The EXTRACT project tests its technology on the TASKA and PER use cases that make use of the entire compute continuum (edge, cloud, and High-Performance Computing (HPC) resources). Workflows orchestration is a key project activity that ensures that tasks are executed where they are more suited, taking into account aspects like data location, the capabilities of the different compute resources, and the particular requirements of each task.

Within the framework of the EXTRACT project, the Barcelona Supercomputing Center is using COMPSs (Comp Superscalar) as the parallel computing tool for  handling orchestration. It is great at parallelizing and distributing tasks over the available resources based on predefined rules and objectives. It also adapts on-the-go depending on the application’s needs and the current state of the infrastructure, which is why it works well for our flexible compute continuum setup.

The challenge posed by our use cases stems from their different infrastructures and the variety of workloads. For instance, some tasks need to be processed quickly and are therefore better suited to edge devices, while others require more heavy-lifting and are better for HPC resources. Similarly, tasks that require a massive usage of data might be preferably executed on the cloud.  This is where COMPSs comes into play. It addresses:

  • Task Allocation: COMPSs looks at what resources are available and figures out where each task should go. For example, quick tasks might run on edge devices, while data-intensive ones can be sent to cloud or HPC clusters.
  • Parallelism: COMPSs doesn’t just assign tasks to resources—it also breaks tasks down further to distribute parts of them across multiple resources. This speeds things up and can be done with simple annotations in the code.
  • Data Locality: In distributed systems, moving data around can slow things down. COMPSs considers where the data is and tries to run tasks close to that data, which helps in reducing transfer times and therefore saving bandwidth.

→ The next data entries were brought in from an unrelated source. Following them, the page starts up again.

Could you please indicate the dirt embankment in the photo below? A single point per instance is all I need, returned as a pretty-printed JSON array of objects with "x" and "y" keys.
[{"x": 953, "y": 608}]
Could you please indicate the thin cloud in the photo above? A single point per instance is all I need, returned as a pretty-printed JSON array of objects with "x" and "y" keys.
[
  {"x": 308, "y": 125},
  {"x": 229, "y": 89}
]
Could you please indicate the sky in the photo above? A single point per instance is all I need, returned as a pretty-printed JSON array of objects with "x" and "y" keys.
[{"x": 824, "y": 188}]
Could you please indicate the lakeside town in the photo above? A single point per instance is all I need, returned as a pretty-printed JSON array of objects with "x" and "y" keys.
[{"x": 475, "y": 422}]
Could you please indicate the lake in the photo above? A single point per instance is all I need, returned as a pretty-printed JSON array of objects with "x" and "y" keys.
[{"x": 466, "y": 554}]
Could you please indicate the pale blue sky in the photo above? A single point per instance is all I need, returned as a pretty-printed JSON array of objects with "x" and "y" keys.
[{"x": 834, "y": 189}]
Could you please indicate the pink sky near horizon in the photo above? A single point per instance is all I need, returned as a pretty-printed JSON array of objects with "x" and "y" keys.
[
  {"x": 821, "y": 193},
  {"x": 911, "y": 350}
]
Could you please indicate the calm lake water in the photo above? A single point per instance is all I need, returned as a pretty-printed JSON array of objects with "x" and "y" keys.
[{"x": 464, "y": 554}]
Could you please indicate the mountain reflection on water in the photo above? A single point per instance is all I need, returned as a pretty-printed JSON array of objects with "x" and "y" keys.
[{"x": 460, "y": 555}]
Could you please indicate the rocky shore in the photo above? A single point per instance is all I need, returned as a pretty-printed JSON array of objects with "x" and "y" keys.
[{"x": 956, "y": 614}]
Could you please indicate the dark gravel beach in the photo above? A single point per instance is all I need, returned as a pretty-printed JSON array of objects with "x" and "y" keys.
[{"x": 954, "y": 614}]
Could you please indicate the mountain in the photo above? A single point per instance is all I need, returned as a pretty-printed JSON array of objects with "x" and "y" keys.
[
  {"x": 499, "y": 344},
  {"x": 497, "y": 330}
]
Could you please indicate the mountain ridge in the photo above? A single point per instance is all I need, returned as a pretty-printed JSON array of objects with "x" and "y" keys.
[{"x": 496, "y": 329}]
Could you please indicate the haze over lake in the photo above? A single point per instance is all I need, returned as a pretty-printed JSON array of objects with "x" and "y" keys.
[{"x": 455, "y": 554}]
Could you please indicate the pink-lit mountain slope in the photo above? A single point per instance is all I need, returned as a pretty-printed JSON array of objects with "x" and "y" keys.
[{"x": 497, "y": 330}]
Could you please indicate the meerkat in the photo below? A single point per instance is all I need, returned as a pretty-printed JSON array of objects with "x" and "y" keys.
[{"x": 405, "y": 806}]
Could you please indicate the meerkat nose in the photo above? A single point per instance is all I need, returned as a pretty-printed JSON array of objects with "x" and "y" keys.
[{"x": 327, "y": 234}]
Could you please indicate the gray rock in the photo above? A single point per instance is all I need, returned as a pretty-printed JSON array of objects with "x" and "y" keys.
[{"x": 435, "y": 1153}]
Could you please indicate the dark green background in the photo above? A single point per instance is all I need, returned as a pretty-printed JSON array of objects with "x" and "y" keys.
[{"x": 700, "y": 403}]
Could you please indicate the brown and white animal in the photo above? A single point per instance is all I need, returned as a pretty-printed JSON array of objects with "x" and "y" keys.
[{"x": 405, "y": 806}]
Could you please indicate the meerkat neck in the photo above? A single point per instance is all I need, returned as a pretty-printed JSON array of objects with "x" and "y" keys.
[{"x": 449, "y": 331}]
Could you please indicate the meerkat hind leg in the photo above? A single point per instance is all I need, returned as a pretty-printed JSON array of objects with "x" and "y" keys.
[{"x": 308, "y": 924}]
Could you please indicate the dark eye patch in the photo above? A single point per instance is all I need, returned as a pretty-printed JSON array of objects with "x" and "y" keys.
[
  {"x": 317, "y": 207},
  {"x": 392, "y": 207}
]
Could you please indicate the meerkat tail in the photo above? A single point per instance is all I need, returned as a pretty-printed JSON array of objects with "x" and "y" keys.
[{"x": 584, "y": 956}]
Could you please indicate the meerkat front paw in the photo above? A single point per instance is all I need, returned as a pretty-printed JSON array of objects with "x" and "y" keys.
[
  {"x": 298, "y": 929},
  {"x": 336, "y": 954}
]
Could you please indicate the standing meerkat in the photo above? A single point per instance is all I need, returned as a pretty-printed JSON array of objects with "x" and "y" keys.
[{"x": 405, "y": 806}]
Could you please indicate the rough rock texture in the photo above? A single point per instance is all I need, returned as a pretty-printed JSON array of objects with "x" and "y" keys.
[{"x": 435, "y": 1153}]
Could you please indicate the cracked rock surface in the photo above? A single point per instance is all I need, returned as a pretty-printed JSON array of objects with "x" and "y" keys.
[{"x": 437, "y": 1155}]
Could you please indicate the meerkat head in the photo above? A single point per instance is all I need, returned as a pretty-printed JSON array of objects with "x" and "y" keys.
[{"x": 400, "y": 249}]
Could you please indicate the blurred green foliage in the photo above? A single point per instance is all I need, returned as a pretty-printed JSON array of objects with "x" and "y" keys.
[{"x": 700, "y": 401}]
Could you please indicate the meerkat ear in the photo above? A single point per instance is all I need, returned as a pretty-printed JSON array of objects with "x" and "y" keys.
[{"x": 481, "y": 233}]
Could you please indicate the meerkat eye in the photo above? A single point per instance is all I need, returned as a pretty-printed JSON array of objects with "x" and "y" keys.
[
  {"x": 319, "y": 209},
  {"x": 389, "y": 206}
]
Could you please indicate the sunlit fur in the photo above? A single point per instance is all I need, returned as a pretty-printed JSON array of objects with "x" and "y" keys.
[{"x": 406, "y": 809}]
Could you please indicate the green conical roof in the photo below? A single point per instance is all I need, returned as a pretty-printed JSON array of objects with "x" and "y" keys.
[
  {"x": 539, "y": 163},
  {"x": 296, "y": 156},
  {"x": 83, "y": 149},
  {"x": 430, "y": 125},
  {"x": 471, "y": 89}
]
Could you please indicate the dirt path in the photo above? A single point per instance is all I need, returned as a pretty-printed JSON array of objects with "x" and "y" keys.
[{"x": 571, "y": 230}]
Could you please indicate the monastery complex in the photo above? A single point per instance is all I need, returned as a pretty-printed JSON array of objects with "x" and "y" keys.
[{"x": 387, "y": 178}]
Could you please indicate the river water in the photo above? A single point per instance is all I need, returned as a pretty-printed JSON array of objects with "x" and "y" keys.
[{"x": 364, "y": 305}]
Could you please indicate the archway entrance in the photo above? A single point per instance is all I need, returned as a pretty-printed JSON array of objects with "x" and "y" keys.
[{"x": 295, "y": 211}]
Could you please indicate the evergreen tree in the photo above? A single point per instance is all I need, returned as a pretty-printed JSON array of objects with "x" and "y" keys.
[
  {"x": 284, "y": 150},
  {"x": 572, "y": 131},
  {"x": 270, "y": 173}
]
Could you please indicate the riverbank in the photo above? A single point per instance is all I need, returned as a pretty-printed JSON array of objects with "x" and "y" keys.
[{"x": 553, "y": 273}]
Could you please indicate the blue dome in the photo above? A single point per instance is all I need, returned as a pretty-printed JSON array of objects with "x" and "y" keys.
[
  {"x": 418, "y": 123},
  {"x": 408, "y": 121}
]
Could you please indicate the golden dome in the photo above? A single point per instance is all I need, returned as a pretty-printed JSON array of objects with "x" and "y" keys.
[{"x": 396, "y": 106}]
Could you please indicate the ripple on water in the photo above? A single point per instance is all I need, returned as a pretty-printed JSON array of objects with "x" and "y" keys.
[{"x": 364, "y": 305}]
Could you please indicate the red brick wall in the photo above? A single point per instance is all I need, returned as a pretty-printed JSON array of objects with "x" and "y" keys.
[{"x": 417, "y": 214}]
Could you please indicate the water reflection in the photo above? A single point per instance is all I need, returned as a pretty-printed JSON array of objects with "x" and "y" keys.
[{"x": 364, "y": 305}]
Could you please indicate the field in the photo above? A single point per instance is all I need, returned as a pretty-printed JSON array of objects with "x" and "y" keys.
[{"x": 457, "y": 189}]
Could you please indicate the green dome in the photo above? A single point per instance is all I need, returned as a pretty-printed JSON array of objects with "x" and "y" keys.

In the case of the TASKA use case, three main types of tasks need to be executed to generate an image out of the datasets: rebinning (a process consisting of splitting up datasets into smaller and more manageable chunks), calibration, and finally imaging.

Figure 1: Sample Workflow Description of TASKA Use Case with COMPSs

The rebinning and calibration tasks might need to be executed several times before they are ready for the imaging task, creating both task- and data dependencies. Figure 1 shows a graph where each number represents a task that can be run on a different compute node. For example, tasks 1 and 2 need to run sequentially one after the other, but task 3 can be processed in parallel with them on a different node or CPU. This kind of parallelism helps us use different resources at the same time, improving efficiency of all the resources we count on and avoiding bottlenecks, improving the execution time significantly. For larger applications or those that count on many more tasks, the level of parallelism and the resources used greatly increases, making the usage of COMPSs crucial for meeting stringent deadlines.

Figure 2: TASKA Rebinning, Calibration and Imaging Steps.

The logic behind the orchestration decisions made by COMPSs lies in its scheduler. We are currently using a scheduler that gives high priority to data locality for its decisions, although we are working towards a machine learning based scheduler which will take many more aspects into account and will be able to learn from the entire compute continuum environment to make more informed decisions.